节奏越来越慢,直到完全契合了那种“九息一回”的慵懒频率。
在第七次收缩的瞬间,光带没有任何征兆地断了。
没有惊天动地的爆炸,它们只是化作了漫天细碎的光点,像是一场不想惊动任何人的光雨,无声无息地沉入溪流。
水流瞬间停滞。
所有漂浮在水面上的落叶、浮萍,都在这一刻被按下了暂停键,悬在半空,既不随波逐流,也不下沉。
三息之后,整条溪水像是突然想起了什么,竟然调转了方向,违背常理地向着上游倒流而去。

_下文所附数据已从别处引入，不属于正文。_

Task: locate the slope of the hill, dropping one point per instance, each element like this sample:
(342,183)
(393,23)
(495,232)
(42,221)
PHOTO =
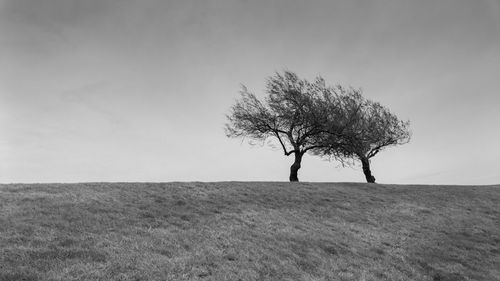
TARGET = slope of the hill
(248,231)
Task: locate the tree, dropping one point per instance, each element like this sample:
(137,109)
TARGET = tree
(288,115)
(368,128)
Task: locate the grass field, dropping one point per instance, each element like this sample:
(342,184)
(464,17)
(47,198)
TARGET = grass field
(249,231)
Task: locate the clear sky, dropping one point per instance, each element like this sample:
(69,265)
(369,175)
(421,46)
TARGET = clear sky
(127,90)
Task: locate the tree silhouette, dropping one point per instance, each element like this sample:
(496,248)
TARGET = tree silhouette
(287,115)
(368,128)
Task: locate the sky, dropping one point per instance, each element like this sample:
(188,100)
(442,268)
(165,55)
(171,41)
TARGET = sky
(126,90)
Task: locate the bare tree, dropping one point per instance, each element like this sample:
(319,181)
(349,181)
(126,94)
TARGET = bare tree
(368,128)
(287,115)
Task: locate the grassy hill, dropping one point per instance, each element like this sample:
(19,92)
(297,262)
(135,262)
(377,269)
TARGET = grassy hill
(249,231)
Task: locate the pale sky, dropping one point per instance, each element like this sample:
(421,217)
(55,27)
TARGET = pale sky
(128,90)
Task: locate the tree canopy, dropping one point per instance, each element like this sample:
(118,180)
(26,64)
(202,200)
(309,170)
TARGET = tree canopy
(305,116)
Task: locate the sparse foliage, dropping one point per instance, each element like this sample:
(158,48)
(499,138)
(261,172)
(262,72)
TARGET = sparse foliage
(287,115)
(370,127)
(334,122)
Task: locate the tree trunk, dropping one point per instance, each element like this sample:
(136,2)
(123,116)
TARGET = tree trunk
(294,169)
(366,170)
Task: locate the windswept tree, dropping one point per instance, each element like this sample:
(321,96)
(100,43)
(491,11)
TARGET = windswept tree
(288,114)
(368,128)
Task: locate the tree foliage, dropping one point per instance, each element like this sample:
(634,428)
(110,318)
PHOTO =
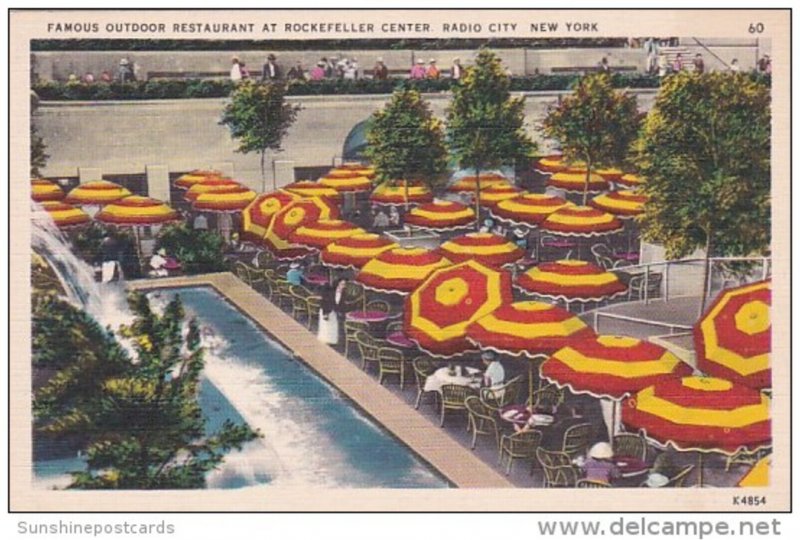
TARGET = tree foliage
(595,124)
(259,117)
(406,142)
(137,412)
(485,125)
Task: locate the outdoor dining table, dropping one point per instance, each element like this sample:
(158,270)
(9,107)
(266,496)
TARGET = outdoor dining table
(462,376)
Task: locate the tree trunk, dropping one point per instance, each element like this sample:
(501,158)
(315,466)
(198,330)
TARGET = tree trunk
(706,272)
(477,199)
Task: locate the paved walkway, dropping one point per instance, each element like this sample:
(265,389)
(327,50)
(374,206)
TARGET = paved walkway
(456,463)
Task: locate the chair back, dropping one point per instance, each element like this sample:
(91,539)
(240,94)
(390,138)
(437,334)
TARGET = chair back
(577,438)
(630,445)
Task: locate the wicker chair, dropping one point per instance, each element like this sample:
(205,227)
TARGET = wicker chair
(577,439)
(423,368)
(630,445)
(558,468)
(495,398)
(391,362)
(453,398)
(481,421)
(350,330)
(590,484)
(520,445)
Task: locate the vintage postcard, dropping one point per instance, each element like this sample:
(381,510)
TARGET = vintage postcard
(399,260)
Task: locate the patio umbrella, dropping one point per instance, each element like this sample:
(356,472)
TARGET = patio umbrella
(400,270)
(319,234)
(732,340)
(571,281)
(312,189)
(395,195)
(701,414)
(65,215)
(258,215)
(611,368)
(355,251)
(136,210)
(486,248)
(45,190)
(195,177)
(623,204)
(496,193)
(468,184)
(441,216)
(630,180)
(439,311)
(96,193)
(528,210)
(352,182)
(294,215)
(231,199)
(529,330)
(575,182)
(209,185)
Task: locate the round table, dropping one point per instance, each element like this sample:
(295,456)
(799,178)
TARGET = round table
(442,376)
(400,340)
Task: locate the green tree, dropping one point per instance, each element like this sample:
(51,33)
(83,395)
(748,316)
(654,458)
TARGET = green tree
(259,117)
(405,141)
(705,151)
(141,422)
(485,125)
(595,124)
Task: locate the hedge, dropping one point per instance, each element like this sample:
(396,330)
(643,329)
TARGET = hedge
(314,45)
(216,88)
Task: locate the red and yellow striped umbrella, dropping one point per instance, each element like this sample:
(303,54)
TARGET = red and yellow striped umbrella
(528,329)
(612,367)
(210,185)
(630,180)
(440,310)
(623,204)
(293,216)
(320,234)
(136,211)
(441,216)
(570,281)
(312,189)
(400,270)
(495,194)
(187,180)
(733,339)
(96,193)
(355,251)
(258,215)
(468,184)
(610,174)
(529,209)
(347,182)
(486,248)
(230,199)
(396,195)
(65,215)
(574,182)
(45,190)
(582,221)
(703,414)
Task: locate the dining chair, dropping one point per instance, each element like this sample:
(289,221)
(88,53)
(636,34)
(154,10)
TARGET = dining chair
(557,467)
(520,445)
(453,397)
(391,362)
(481,420)
(423,368)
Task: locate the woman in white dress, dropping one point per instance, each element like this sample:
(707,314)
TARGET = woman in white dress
(328,314)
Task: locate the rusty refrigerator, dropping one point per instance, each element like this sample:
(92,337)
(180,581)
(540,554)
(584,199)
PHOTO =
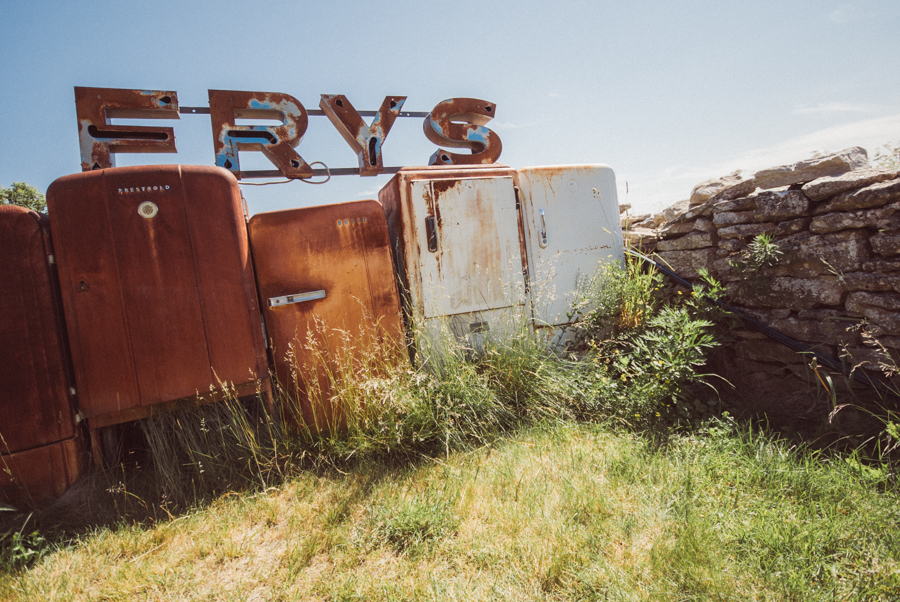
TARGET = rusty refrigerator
(458,240)
(41,452)
(572,229)
(158,289)
(484,250)
(330,301)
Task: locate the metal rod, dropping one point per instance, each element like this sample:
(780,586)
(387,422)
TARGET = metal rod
(310,112)
(337,171)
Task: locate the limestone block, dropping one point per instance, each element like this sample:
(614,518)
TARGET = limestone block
(743,203)
(805,171)
(881,265)
(730,218)
(843,251)
(767,350)
(675,211)
(744,230)
(867,357)
(791,227)
(872,281)
(741,189)
(685,263)
(884,301)
(699,240)
(818,332)
(888,320)
(704,190)
(628,220)
(886,244)
(772,206)
(639,236)
(874,195)
(703,224)
(676,229)
(795,293)
(824,188)
(842,220)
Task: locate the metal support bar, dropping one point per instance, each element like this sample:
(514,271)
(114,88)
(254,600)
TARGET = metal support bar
(778,336)
(337,171)
(297,298)
(311,112)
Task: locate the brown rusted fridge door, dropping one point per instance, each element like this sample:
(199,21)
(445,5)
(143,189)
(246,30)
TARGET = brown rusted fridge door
(329,291)
(158,287)
(40,454)
(459,244)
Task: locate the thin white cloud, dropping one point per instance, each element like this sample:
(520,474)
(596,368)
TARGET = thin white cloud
(833,107)
(656,191)
(845,13)
(838,16)
(509,125)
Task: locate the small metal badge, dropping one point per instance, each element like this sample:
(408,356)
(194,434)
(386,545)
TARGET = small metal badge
(148,210)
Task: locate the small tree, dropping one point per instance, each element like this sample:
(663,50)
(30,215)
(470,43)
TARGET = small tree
(23,195)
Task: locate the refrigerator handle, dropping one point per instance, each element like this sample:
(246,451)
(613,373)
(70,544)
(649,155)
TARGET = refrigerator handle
(543,231)
(431,234)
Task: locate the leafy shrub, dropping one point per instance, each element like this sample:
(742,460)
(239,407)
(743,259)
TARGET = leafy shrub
(647,348)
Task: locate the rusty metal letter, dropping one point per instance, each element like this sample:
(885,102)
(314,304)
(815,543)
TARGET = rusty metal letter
(442,127)
(276,142)
(366,141)
(99,141)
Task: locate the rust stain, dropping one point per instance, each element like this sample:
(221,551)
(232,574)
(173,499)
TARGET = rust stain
(158,308)
(346,252)
(99,141)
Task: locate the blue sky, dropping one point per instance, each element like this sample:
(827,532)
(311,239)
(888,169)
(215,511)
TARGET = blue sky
(667,93)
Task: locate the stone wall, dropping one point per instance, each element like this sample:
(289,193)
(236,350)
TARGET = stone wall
(832,283)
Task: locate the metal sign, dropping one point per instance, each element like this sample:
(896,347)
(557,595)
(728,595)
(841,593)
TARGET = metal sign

水流无声地缩回源头的泉眼,随着最后的一滴水消失,泉眼缓缓闭合。
地面随之隆起一小堆湿润的泥土,七株极细的嫩草钻了出来。
每一株草尖上都挂着一滴晶莹的露珠,若是凑近了细看,那露珠的倒影里,分明映照着昔日村志上记载的繁杂历史与规矩。
“嗤。”
轻微的蒸发声响起,露珠消散。历史没了,规矩也没了。
不远处的积锅池早已干涸见底。
眠娘蹲在池心,那里只剩下一洼形如手掌压印的浅光。
她将左手覆盖上去,掌心瞬间传来一阵沉闷的搏动。
那不是心跳,那是大地在打呼噜。
她体内的光源不受控制地溢出,顺着干裂的池底缝隙流淌,像是在织一张巨大的光网。
在光网的七个节点处,泥土翻涌,七枚表面光滑无纹的卵形石缓缓升起。
它们静静伏在池底,内部隐约闪烁着某种节奏,与全村、乃至整座大山的呼吸完美同频。
酉时三刻,异变蔓延至整个村落。
七户人家的堂屋地砖像是发酵的面团一样拱起,坚硬的木梁开始扭曲、变软,原本支撑房屋的柱础竟然像怕冷一样缩起了脚,离地半寸悬浮。
原本棱角分明的墙体像是挂久了的湿布,开始向下垂坠。
瓦片没有破碎,而是像落叶归根一样滑落,堆积在墙根,几个呼吸间就被疯长的苔藓覆盖。
在村子最中心的广场,那是昔日议事的高台旧址,此刻泥土正缓缓隆起,仿佛有一双无形的巨手正在下方托举、塑形。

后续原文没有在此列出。